# Sharing eggs at Bourn Hall



## LilyAnne (Oct 18, 2003)

I'm thinking of egg sharing at Bourn Hall and would love to hear from anyone with +ve or -ve comments. Thanks in advance.


----------



## Jennifer (Jul 22, 2004)

Hi Rowena

I am waiting for appt at Bourn Hall and will be needing donor eggs.  I have been told that the waiting list will be about 12 months as there are more people needing d/e than people donating them...  I just wanted to say that my partner and I are so so grateful to anyone who is able to give such an amazing gift as it is the only way people like us will ever be able to have a child to love.  

I wish you all the luck in the world with your cycle and hope you feel able to share your eggs with a lucky couple who will be forever grateful.

Jennifer xx


----------



## LilyAnne (Oct 18, 2003)

Hi Jennifer,
Good luck with the appointment and I hope they match you with a donor asap. It was good to hear from your side, as I haven't spoken to anyone before who needs eggs. I just hope my eggs are good enough and bring the receiving couple the joy and love a baby brings. I can't imagine not being a mum!
Sent with love and hugs.


----------



## alidan (Jan 16, 2004)

Hi, I was accepted for eg sharing at Bourn and I met all the profiles etc but sadly I am one of the people they refer to in the small print who failed to respond adequately to the drugs and in the end they cancelled the treatment as I was not on taget to get 8 eggs.

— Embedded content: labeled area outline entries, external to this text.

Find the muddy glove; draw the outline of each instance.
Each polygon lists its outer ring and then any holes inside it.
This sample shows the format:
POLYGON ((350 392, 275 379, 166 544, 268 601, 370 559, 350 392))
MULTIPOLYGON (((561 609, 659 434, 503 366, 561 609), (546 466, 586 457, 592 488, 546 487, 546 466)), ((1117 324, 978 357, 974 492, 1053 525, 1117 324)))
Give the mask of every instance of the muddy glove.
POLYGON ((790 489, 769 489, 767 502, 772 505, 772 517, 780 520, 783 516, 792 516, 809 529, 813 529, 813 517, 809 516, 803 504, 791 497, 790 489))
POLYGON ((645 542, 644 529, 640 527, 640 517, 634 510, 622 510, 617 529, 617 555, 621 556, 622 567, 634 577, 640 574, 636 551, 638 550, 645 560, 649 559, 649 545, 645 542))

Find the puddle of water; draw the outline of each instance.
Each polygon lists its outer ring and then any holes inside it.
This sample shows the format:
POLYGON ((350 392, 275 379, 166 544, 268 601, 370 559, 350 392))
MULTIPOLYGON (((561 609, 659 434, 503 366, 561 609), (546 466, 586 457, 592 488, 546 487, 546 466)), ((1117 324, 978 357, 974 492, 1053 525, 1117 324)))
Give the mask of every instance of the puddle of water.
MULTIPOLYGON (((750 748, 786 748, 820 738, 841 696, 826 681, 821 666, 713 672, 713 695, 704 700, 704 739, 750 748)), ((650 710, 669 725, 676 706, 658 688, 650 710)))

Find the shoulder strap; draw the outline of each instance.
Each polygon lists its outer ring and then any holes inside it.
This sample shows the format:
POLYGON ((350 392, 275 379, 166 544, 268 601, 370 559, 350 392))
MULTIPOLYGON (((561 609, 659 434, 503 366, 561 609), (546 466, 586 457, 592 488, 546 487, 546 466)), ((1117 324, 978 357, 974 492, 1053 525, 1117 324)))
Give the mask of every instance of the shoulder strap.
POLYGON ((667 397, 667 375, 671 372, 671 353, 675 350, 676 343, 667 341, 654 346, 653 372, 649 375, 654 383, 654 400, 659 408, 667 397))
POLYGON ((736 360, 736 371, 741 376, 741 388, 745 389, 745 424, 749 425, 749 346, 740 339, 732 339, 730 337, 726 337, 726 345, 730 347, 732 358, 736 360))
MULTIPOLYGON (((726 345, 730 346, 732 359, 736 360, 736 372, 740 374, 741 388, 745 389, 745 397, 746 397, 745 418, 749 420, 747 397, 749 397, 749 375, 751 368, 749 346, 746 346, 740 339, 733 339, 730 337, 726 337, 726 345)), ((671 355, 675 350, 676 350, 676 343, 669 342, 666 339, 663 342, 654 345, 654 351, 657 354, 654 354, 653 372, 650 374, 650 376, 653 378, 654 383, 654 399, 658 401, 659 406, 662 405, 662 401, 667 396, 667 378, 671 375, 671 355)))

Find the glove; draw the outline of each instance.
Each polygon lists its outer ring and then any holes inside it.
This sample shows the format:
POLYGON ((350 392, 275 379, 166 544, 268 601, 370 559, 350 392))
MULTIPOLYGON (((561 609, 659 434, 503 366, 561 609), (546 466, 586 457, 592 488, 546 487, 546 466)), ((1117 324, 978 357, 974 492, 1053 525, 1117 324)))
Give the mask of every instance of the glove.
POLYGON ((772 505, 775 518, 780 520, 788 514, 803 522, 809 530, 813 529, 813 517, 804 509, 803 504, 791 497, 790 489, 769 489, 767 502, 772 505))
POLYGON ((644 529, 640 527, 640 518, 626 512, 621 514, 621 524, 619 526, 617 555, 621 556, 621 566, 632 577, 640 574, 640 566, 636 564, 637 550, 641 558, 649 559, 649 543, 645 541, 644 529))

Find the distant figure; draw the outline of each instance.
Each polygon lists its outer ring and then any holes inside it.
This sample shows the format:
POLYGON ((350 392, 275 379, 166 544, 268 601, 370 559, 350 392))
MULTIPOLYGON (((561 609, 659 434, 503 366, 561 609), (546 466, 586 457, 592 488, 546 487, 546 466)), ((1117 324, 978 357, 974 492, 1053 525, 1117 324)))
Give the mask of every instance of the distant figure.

They were very nice about it and they upped my dose midway to see if I would get any more, but by the third scan I was only borderline.  We were gutted as I am only 32 and had counted on getting 3 tries but now we are precluded from egg sharing.

Luckily for me, my parents gave me the money I needed to self fund the cycle (seeing as I had already taken loads of drugs) and in the end I did get 8 eggs and we are waiting to test at the moment.  But the egg share had already been cancelled.

Bpurn are in no way to blame and they have said that I am simply a slow responder and that in hindsight it would have been better if I had started on the highest dose - but that did not seem appropriate at the time.

So, just wanted to warn you that you need to ask yourself what you will do if they cancel the cycle.  We were so cocky and it hit us like a big bolt out of the blue: there is no predicting who will respond and at which dose.

Ask them if they will do an antral follicle count before you start treatment: this is the best predictor of how well you will do.  Mind you, it;s quality not quantity that counts.  6 of my eggs fertilised and 2 got to blastocyst stage so we did ok.  Fingers crossed for our test this Thurs.

God luck whatever you decide.  I think the Bourn programme is excellent as ICSI is all included in the cost (usuallly an extra £1000) so if you can egg share then do it! 

Allie.


----------



## Hun (Jul 14, 2003)

Hi Rowena... heres my experience of egg sharing at BH...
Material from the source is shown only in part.